Funding from the American Heart Association and four concurrent grants from the National Institutes of Health—two from the National Institute of Allergy and Infectious Diseases and two from the National Institute of Dental and Craniofacial Research—are supporting Li’s research into spirochetes. In particular, Li is studying Borrelia burgdorferi, the species responsible for Lyme disease, and Treponema denticola, a species strongly associated with periodontal disease.
Li joined UB in 2005 after completing postdoctoral research and teaching at West Virginia University, where he worked with Nyles Charon, one of the world’s leading experts on spirochetes. A native of China who studied and taught at the Chinese Academy of Preventive Medicine in Beijing before moving to the U.S. to continue his work, he now directs his own lab at UB.
Li started research on spirochetes after graduating from medical school in China and working in a hospital for two years. He was interested in infectious diseases and went to graduate school for more study; his mentor and PhD director was an expert on spirochetes, and that set Li on his career path.
Li’s research on Treponema denticola investigates how this bacterium dodges the human immune response. He and his team have discovered that a protein the bacterium produces can cleave human antibodies, which alert the human body to the presence of foreign pathogens. The protein also can prevent the activation of polymorphonuclear leukocytes, a type of white blood cell that can destroy bacterial cells.
One of Li’s recent research successes is the development of a reliable method for producing genetic mutants of Treponema denticola in large enough quantity to study.
In Borrelia burgdorferi, Li is studying motility and chemotaxis—the bacteria’s ability to move in particular directions and select destinations—and the roles that these characteristics play in causing disease. Spirochetes are shaped like long coils and travel with a wave-like motion. Reversing course requires the coordination of their flagella from each end. In earlier research, Li showed in a mouse model that removing a gene that codes a protein essential for that coordination prevented the bacteria from causing disease.

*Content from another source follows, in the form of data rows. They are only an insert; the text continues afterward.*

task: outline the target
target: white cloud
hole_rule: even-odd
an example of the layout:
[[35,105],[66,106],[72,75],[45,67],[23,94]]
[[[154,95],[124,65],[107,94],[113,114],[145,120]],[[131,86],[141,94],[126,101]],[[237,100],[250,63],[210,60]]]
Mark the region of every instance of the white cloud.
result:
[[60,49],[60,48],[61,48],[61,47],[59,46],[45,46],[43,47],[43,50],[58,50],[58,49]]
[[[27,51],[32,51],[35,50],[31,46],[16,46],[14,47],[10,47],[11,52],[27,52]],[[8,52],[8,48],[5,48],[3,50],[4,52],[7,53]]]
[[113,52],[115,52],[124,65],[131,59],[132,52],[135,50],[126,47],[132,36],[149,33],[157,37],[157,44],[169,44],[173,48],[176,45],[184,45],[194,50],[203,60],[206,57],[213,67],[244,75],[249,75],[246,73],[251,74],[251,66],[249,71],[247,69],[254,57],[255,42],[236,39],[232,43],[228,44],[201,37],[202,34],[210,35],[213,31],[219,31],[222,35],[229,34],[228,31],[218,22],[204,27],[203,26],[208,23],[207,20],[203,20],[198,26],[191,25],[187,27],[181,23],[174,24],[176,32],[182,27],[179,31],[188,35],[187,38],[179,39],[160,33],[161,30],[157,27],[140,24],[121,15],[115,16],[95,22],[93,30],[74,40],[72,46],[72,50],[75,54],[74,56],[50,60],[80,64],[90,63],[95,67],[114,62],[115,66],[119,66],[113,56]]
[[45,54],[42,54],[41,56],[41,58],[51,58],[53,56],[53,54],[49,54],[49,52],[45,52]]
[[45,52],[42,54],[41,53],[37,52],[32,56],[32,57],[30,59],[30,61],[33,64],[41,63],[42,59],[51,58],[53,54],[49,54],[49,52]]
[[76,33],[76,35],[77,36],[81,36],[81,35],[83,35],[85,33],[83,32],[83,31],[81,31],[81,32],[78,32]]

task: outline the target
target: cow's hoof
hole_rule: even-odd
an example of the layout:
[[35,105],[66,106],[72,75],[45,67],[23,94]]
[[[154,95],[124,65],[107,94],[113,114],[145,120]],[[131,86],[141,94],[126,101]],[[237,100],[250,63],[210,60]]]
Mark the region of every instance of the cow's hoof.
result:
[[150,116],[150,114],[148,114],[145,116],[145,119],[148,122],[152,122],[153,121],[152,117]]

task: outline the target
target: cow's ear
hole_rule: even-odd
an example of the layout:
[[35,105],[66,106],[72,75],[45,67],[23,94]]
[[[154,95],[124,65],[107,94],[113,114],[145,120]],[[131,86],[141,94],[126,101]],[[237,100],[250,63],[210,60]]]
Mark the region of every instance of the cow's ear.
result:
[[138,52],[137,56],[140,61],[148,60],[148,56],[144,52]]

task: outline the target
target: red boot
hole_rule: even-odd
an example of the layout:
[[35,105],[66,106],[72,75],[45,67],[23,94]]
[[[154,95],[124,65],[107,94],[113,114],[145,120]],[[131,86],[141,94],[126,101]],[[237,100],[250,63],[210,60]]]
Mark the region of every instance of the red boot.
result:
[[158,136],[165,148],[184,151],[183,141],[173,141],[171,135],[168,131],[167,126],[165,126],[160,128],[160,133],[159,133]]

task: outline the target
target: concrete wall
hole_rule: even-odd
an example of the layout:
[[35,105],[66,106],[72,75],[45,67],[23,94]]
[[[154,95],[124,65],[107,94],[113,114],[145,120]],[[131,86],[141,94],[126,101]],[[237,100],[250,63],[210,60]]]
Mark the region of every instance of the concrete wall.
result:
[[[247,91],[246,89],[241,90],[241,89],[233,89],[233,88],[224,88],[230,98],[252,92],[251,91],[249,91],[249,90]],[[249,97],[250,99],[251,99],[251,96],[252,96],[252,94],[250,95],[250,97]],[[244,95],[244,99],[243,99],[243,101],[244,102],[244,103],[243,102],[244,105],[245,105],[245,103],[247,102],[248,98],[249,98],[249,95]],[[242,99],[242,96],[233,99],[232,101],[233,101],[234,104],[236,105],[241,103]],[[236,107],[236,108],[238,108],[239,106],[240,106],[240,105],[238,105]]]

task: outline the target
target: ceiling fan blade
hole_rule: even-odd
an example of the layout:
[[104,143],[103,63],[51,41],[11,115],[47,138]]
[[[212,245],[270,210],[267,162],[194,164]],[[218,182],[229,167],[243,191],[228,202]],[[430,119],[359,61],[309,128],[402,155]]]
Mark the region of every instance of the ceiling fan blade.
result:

In a different line of inquiry, Li is examining another potentially exploitable vulnerability: the internal signaling that allows Borrelia burgdorferi to switch genes on and off to adapt to the host environments of human and tick, with their different temperatures and immune responses. Li has described a two-component signal sequence. Interrupting either component presumably would prevent the spirochete from infecting people.
From UB, Li is making discoveries with the potential to improve the health of people around the world.